PROTECTING AMERICAN STREETS:
Law Enforcement Information Sharing is Key!

01/07/04

Criminal Justice Information Services LogoThis is not a new concept. In fact, using technology to facilitate information sharing among federal, state, and local agencies isn't a new concept either. Thirty-six years ago this month, the National Crime Information Center (NCIC) became operational -- a comprehensive pool of criminal data that could be accessed through wired computers by law enforcement agencies across the country...and eventually from patrol cars and by mobile officers, too, so that a police officer could stop a speeder, find out if he or she was also wanted in another state for murder, and make an arrest on the spot.

How'd NCIC come about? Teamwork. Working with the International Association of Chiefs of Police , the FBI created an advisory group of state and local police to develop nationwide standards... and consulted with the Commerce Department to build an effective telecommunications system.

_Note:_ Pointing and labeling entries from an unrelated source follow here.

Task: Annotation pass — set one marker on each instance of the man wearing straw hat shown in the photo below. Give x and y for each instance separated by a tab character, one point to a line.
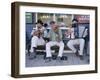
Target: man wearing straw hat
76	40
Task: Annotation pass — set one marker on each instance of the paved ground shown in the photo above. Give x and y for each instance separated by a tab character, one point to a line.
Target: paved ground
72	60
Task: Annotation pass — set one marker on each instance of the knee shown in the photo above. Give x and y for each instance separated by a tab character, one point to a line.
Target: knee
47	44
69	43
62	44
82	41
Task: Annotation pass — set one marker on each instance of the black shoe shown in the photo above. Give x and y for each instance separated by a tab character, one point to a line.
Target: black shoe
48	59
58	59
76	53
81	57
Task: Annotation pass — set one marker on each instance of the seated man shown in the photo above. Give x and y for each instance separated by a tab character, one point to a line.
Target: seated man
37	37
76	40
55	36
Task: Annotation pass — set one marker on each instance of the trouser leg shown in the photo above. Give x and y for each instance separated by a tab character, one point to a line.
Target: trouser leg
61	48
82	42
48	49
70	44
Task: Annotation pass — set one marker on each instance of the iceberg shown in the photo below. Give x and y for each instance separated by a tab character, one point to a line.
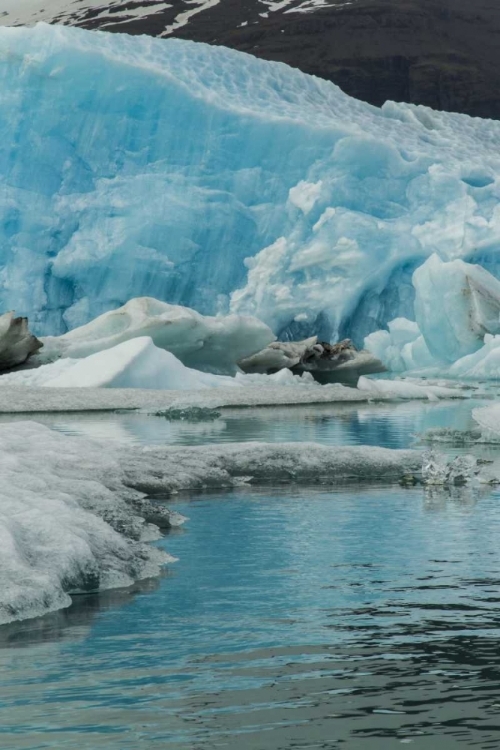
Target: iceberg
202	342
457	328
201	176
74	516
456	304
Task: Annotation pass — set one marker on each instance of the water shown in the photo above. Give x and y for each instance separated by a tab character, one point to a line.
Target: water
294	618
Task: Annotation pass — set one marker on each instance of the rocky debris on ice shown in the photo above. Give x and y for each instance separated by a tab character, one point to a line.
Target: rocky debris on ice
328	363
199	341
26	399
138	363
74	516
457	310
17	344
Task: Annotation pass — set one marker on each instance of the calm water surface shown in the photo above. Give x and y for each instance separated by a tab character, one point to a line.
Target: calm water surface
349	618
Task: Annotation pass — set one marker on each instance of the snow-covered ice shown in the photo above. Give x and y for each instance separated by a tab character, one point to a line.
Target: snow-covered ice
74	517
67	522
205	177
203	342
138	363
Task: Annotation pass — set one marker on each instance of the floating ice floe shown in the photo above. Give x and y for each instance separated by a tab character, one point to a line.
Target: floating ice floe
199	341
74	517
457	309
138	363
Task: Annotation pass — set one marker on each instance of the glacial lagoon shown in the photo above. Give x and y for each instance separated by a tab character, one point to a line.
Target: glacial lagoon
294	618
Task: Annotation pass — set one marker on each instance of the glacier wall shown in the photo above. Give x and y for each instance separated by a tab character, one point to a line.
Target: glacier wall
132	166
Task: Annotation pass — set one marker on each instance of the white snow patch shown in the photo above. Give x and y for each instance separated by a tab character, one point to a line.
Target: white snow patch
72	510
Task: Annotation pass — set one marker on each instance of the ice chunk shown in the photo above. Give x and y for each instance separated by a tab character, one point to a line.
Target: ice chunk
456	304
438	469
407	389
73	516
457	308
17	344
400	348
138	363
483	364
68	522
488	418
206	343
133	166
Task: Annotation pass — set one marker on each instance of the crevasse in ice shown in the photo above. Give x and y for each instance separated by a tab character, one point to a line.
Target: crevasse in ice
202	176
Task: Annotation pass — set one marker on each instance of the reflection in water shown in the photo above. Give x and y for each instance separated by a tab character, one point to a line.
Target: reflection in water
293	619
388	425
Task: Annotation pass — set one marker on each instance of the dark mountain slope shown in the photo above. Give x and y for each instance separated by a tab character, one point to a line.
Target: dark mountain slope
442	53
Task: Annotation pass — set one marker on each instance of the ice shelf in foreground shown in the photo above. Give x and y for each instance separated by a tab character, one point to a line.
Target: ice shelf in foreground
133	166
457	310
73	515
138	363
203	342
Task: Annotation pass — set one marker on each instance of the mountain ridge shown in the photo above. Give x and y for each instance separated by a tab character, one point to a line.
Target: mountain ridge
444	54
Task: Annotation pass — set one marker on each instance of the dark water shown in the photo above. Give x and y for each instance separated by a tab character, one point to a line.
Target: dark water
363	618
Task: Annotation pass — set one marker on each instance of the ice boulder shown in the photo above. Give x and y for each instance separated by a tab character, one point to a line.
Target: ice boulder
132	167
456	304
17	344
136	363
406	389
203	342
481	365
457	310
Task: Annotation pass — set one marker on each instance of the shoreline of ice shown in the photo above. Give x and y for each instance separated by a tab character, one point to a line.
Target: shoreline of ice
28	399
78	515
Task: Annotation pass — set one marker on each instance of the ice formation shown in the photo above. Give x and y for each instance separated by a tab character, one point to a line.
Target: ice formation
203	342
17	344
138	363
457	310
133	166
395	389
73	515
68	522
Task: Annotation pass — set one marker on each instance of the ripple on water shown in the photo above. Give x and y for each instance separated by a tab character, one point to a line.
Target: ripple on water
293	619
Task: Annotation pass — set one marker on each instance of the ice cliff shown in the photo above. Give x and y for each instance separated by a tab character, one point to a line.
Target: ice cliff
201	176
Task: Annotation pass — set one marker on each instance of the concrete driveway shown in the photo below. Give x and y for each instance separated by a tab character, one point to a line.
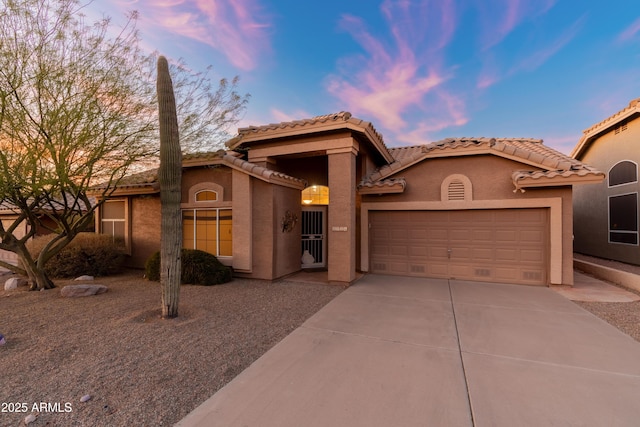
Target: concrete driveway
398	351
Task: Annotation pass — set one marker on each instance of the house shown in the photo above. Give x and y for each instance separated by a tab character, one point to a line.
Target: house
606	215
327	193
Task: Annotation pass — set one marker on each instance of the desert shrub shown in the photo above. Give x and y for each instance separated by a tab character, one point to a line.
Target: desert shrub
89	253
198	268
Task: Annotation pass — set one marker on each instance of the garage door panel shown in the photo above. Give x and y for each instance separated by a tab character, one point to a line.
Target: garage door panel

By January 1967, the system was up and running on 15 state and city computers that were tied into the FBI's central computer in Washington, DC -- which at that time contained 95,000 records on things like stolen autos, stolen license plates, stolen/missing guns, and wanted persons/fugitives. That year, NCIC processed 2 million transactions.

Almost as exciting as Edison and the first telephone. It was May 1967 when a New York City police officer, suspicious of a parked car, radioed in a request for an NCIC search of the license plate. Within 90 seconds, he was informed that the car had been stolen a month earlier in Boston. His reaction? We got a report that the patrolman exclaimed, "It works! It works!"

What's NCIC look like today? Huge. It contains over 52 MILLION records and is connected in a cooperative network to over 94,000 law enforcement agency computers in the U.S. and Canada. It now includes information in a number of different areas: property of course (things like stolen vehicles... but also stolen securities); persons (including those who have been convicted of a crime, foreign fugitives from Canadian and INTERPOL files, immigration violators, missing persons, wanted persons, and violent gang/terrorist organization members); and automated criminal history record information in the Interstate Identification Index.

What's the most information that's been shared on any given day? On December 23, 2003, NCIC processed 4,712,643 transactions... with an average response time of .1119 second. Imagine how many times that day a criminal was taken off the street, a person recovered property that had been stolen, a terrorist was stopped from entering the country, an abducted child was found, an innocent person drove away. That's the thing about NCIC: it's all about protecting American streets by sharing criminal information with law enforcement partners.